Пусть они кажутся странной, а то и безумной, с вывертом, гиперболической, может быть, геометрией. Пусть. Ну и что?

Всё – по шнурку, по линейке? Трезвость ума? Расчёт?

Но рядом Нева течёт – и что-то уже не в счёт.

Отстранённость от яви? Оптический сдвиг?

В молчанье – чаянье. Во вздохе – крик.

В квадрате – круг. Обещанье книг.

Петербургские улицы. Риск велик – позабыть их. Но помнится каждый миг – из былого. Любая – к себе влечёт из теперешних дней. Что ж, пора почёт оказать им всем! Петербургским снам неуютно здесь и вольготно там, на широких стогнах, что к рекам льнут, где кого-нибудь непременно ждут, где не рай, так ад впереди грядёт и усталый вестник во мгле идёт.

А тут – вертикаль. Да какая!

Верста, не иначе. Веха.

Поднятая в высоту суть петербургской богемы.

Человек, достающий рукой до потолка в иных из окраинных, новостроечных, тесноватых, конечно, квартир – и сознательно посягающий на такое же действие в старых, с их высокими потолками, с изразцами, квартирах в центре.

То есть – знак подающий небу.

Связь поддерживающий с землёй.

Некто, вроде живой антенны, принимающей позывные – то ли с запада, то ли с востока, то ли с севера, то ли с юга, но скорее всего – из вселенной, и, конечно, с планеты всей.

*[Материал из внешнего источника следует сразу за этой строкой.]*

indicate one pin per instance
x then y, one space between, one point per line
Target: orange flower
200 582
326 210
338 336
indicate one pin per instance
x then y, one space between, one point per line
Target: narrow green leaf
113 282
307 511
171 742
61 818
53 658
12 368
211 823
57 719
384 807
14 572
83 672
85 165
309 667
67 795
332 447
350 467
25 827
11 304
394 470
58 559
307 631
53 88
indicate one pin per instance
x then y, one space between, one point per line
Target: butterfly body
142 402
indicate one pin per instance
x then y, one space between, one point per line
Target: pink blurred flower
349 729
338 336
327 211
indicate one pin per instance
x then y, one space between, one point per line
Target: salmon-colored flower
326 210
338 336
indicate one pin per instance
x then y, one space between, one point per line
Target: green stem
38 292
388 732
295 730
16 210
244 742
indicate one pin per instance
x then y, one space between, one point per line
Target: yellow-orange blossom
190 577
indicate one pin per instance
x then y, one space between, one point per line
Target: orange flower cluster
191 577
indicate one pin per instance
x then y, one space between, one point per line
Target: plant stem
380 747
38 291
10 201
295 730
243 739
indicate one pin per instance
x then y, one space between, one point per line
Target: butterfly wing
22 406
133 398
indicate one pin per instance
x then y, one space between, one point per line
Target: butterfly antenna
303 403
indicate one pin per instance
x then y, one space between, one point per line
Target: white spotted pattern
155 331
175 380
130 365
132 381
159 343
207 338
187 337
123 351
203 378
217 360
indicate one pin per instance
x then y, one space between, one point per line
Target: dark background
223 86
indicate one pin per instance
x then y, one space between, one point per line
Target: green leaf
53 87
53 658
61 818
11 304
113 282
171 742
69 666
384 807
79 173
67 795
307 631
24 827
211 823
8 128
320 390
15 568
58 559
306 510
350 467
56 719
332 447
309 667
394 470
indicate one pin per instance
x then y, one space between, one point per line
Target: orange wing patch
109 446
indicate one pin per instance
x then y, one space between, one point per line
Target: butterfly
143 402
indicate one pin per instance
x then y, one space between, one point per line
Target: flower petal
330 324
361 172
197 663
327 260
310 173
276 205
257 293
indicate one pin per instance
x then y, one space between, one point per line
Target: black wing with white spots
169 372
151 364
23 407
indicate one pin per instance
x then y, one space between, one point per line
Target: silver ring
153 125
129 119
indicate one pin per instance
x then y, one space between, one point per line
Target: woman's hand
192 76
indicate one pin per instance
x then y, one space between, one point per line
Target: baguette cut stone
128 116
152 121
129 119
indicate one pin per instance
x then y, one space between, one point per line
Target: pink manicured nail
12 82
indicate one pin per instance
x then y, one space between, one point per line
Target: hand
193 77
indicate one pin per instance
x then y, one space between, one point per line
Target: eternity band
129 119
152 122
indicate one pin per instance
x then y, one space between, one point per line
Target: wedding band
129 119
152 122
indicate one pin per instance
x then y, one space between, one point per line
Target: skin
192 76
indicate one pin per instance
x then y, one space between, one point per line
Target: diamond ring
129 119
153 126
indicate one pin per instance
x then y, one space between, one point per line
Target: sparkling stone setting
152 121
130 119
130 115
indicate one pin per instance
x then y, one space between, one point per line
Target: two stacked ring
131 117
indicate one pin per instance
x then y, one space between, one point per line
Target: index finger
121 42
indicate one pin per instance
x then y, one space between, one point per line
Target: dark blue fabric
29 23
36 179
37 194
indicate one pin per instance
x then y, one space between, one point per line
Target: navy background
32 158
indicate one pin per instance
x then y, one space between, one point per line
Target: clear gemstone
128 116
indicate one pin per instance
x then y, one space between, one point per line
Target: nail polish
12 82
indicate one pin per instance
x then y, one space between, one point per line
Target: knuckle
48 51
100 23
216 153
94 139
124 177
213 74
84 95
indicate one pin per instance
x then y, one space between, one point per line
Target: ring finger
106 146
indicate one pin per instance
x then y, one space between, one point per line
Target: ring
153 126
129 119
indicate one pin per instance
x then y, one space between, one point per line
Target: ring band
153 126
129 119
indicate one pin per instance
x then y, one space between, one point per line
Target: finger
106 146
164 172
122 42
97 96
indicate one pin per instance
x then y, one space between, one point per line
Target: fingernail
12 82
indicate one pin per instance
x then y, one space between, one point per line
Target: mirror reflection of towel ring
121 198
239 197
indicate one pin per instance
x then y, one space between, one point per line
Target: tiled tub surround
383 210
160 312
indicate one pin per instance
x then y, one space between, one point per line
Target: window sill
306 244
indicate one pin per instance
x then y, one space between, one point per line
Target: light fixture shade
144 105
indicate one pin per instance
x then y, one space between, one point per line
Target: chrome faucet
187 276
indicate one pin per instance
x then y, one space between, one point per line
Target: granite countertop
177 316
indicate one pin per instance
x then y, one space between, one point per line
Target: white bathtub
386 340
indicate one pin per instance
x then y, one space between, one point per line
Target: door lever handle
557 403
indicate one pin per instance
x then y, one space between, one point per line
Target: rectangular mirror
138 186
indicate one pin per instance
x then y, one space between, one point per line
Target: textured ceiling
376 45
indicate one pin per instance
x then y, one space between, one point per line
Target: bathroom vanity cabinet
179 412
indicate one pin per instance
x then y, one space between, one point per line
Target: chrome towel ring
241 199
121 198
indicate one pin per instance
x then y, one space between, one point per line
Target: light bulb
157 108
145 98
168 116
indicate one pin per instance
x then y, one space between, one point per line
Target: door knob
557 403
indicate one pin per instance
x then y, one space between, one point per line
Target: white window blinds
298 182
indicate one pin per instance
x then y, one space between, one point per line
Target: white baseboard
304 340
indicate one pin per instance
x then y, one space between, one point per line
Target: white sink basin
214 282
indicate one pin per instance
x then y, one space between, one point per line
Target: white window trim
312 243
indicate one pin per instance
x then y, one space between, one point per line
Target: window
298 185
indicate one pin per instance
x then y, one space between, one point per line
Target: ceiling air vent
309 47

Дух, наверное, питерский. Добрый. Человек. Друг своих друзей.

Сергей Довлатов. Собственной персоной.Мечтатель вдохновенный, окрылённый.Достоинств – просто не счесть.Рост – метр девяносто шесть.В жилах его – две крови: армянская с иудейской.Всё ему в мире – внове. А парень он – компанейский.И, несмотря на то что он крупен, город ему не тесен.Страсть как он любит поговорить с тем, кто ему интересен.Выпить всегда он не прочь.До шутки хорошей охоч.Ну, это в порядке вещей.Ещё он большой книгочей.А ещё он – хороший писатель.Душ людских не ловец, но спасатель.И всё в нём – добротное, славное.И это – самое главное.

…Жара. Середина июля.

Стоим с Довлатовым в очереди за пивом.

Очередь – не просто длинная, а с какими-то завихрениями, зигзагами, вывертами и дополнениями.

И если кто-то и убывает из неё, то сразу же кто-то в неё вливается, входит, как в давно и хорошо знакомое состояние, и стоит в ней, ждёт, поскольку и совершенно все в ней стоят и ждут, а чего ждут – всем понятно: пива.